By example (using test/h.gfa), this would bluntify the graph in h.gfa:
gimbricate -g h.gfa -n -p h.paf -f h.fasta >h.gimbry.gfa
seqwish -s h.fasta -p h.paf -g h.seqwish.gfa
Optional flag -P can be used when trying to bluntify a graph with already correct overlaps (such as those outputted by De Bruijn assemblers), skipping the time- and memory-consuming process of realignment.
This would additionally compress the graph by adding alignments between the nodes:
gimbricate -g h.gfa -n -p h.paf -f h.fasta >h.gimbry.gfa
minimap2 -cx asm20 -k 11 -w 1 -X h.fasta h.fasta >h.self.paf
cat h.paf h.self.paf >h.self+.paf
seqwish -s h.fasta -p h.self+.paf -g h.seqwish+.gfa
Note that this techinque can be extended to provide graph to graph alignment and pangenome assembly.
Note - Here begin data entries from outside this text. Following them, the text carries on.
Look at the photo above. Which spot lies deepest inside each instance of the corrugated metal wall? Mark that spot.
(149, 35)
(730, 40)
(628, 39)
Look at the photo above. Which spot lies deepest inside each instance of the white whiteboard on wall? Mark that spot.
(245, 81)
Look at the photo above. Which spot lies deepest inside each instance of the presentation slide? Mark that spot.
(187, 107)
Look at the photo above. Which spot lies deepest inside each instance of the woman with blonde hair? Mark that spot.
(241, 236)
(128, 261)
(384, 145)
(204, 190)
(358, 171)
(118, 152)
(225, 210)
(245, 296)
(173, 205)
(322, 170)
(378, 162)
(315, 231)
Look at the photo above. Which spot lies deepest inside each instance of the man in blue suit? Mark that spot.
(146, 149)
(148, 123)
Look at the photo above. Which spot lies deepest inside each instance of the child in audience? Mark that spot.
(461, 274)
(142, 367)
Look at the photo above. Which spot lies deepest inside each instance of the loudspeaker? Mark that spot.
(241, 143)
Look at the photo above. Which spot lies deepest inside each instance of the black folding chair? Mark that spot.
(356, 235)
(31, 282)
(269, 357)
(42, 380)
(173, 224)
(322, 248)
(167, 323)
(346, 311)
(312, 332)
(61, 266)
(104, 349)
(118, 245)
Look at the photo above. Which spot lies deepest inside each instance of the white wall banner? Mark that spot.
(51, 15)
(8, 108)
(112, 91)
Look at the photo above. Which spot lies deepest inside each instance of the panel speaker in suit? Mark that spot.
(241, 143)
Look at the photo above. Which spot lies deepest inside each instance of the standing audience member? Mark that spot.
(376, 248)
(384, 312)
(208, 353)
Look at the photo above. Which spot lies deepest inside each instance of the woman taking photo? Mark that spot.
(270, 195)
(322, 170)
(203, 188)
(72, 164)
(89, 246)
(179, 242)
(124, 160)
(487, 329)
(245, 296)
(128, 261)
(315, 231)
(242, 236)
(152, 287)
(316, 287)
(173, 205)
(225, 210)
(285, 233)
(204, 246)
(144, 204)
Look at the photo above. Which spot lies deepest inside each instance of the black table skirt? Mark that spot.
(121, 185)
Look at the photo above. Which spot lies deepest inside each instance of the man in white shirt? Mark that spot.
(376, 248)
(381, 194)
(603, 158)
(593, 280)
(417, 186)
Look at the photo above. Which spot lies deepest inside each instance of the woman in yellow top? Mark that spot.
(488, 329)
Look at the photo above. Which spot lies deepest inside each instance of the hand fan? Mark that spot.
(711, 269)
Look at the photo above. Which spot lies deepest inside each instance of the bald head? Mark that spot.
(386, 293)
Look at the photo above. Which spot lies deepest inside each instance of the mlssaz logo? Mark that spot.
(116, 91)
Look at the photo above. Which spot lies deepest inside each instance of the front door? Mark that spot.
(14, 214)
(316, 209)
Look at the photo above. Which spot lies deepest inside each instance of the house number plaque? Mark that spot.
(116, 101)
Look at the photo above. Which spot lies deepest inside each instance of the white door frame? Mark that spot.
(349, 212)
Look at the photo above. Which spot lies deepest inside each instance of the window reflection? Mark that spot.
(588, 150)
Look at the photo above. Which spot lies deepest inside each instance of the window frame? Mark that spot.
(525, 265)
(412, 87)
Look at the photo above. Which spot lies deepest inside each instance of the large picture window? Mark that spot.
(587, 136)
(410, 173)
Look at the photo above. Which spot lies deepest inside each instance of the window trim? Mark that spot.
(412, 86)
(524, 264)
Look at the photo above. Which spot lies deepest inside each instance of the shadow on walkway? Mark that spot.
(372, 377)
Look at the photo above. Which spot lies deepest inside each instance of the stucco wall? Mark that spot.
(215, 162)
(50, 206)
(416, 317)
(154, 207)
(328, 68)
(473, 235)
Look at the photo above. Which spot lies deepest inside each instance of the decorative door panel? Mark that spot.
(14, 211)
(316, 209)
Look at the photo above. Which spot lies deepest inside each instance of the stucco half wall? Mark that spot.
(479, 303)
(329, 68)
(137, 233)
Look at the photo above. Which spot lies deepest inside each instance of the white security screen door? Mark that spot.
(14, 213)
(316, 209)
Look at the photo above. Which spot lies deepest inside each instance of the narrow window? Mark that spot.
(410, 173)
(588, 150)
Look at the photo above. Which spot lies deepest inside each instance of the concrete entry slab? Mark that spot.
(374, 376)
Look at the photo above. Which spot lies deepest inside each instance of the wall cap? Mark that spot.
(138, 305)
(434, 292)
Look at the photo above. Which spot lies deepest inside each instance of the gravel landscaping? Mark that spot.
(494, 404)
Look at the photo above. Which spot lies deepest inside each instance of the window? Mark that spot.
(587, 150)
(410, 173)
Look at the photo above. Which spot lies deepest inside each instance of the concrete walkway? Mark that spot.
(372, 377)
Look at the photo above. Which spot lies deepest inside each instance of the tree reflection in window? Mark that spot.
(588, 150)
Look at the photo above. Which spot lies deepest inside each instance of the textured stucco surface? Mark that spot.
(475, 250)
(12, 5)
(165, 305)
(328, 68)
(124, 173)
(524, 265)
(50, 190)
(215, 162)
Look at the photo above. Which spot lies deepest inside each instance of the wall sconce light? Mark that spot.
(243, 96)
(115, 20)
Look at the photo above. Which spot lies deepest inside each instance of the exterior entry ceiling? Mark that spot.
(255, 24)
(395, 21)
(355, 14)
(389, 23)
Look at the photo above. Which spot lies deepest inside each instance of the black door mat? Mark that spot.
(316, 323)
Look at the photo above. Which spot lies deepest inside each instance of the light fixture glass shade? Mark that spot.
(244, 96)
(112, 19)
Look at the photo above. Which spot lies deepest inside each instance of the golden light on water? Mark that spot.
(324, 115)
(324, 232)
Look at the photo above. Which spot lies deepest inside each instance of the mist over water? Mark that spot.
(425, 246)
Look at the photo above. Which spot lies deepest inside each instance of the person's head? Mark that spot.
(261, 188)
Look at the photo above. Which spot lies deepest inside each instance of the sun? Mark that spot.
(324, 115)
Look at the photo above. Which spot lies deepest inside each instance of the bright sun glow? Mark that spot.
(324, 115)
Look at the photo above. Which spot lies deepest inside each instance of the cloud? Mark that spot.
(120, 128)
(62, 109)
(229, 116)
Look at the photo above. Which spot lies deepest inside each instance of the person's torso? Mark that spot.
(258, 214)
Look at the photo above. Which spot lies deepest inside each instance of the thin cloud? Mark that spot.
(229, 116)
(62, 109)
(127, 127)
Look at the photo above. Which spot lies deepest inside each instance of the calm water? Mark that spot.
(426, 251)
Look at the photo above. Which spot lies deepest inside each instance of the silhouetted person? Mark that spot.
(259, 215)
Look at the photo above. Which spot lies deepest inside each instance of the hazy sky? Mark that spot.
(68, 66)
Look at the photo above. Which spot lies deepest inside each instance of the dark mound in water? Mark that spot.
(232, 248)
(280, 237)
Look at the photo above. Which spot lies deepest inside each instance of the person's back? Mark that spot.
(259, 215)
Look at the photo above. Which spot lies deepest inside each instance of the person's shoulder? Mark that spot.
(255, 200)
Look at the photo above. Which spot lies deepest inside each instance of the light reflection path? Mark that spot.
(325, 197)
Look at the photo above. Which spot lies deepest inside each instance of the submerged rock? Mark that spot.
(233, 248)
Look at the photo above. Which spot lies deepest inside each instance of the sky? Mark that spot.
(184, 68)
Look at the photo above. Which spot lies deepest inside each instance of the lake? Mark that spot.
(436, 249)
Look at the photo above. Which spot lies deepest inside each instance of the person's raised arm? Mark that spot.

All that we need to do is to concatenate together the gimbricate PAFs, FASTAs, and minimap2
PAFs for the full collection of graphs, and then feed these to seqwish
.
By default, gimbricate
renames all input segments to numerical ids from 1 to N, where N = |Sequences|, but this can be disabled with -n
.
This can simplify preprocessing when importing the graphs into vg
, odgi
, or other tools that expect numerical GFA names.
When building pangenomes from many inputs, it's often helpful to name input sequences uniquely.
Add a prefix to the names in the file with -x
or --name-prefix
.
This will propagate to the PAF, FASTA, and GFA outputs.